Я изо всех сил старалась выглядеть в позах элегантно. Во время «вóрона» осознавала ложбинку между грудями. Наблюдала за мужчинами, проникала внутрь их голов и видела способы, которыми им хотелось бы нагнуть молодую инструкторшу. Это было эротично и отдавало бойней.
Во время позы трупа Элис поставила песню «Мороженое с белым перцем» группы
После этой встречи я чувствовала себя так, будто мне все шестьдесят. Я хотела позвонить Вику. Я хотела позвонить Госе. Мне нужен был кто-то, кого я уже знала, чтобы вернуть себе равновесие. У меня ничего не осталось, кроме Элис.
После этого я поехала на Родео-Драйв, потому что моя мать его обожала. Ей невозможно было угодить, ее невозможно было восхитить, но существовали места, которым она поклонялась так, словно они были отлиты из золота, и Лос-Анджелес являлся одним из них. Моя мать в молодости пересмотрела великое множество фильмов нуар: «Двойную страховку», «Бульвар Сансет» – и Лос-Анджелес был их богатым бархатным сердцем.
Я считала пальмы и не скучала по Нью-Йорку. Я не могла отделить то, что случилось в Нью-Йорке, от остального Нью-Йорка, от бара на Брум-стрит с его медными чашами и сексуальным бартендером, от «Спринг-Лаунж» в тот вечер, когда я влюбилась в самого соблазнительного мужчину на свете. От полночи на Бродвее, ближе к центру, где Манхэттен напоминал Рим, широкий, каменный и утоляющий боль. Весь этот город – теперь – был измазан в обильной яркой крови Вика.

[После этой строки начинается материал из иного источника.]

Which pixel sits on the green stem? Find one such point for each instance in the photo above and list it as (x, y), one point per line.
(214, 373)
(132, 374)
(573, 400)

Мы гуляли по Родео, когда мне было девять, и родители купили мне платье за 425 долларов, под которое следовало носить комбинацию. Черное, с крохотными белыми цветочками и воротником, как у Питера Пэна. Мать рассердилась из-за этого платья, но ей самой досталась пара серег с рубинами, и это было справедливо, сказал мой отец. Да рубин даже не ее камень, выплюнула я, обращаясь к отцу, но глядя на мать. Ее камень –
Я выехала по Пасифик-Коуст-Хайвей на Сансет. Если бы кто-то сказал мне, что это и есть ад, я бы не удивилась; эти пальмы вполне могли вздыматься из-под земной мантии. Но если это был ад, то приятный – ощущение перейденной границы. Я вспомнила одно из последних унижений с Джоном Фордом: как я чувствовала себя каналом, по которому проходил этот маленький лысый человечек. Я обернулась как раз вовремя, чтобы увидеть, как его подлые гляделки забегали, точно барабаны слот-машины, когда он кончил.
Я любила только одного мужчину.
Я ужинала с этим мужчиной, единственным, в ком я души не чаяла, когда пришел Вик и застрелился. Он выстрелил себе в нос. Я говорю – в нос, потому что подробности важны. Брызги крови на стене имели форму кленового листа. От лица Вика остался один намек. Однажды я, когда работала в больнице, видела плод, его изображение на ультразвуке, и у этого младенца не было носа. Мать, тяжеловесная бразильянка, отреагировала на новость, переведенную ей молодой медсестрой. Безмятежно кивнула.
Все по воле Божией.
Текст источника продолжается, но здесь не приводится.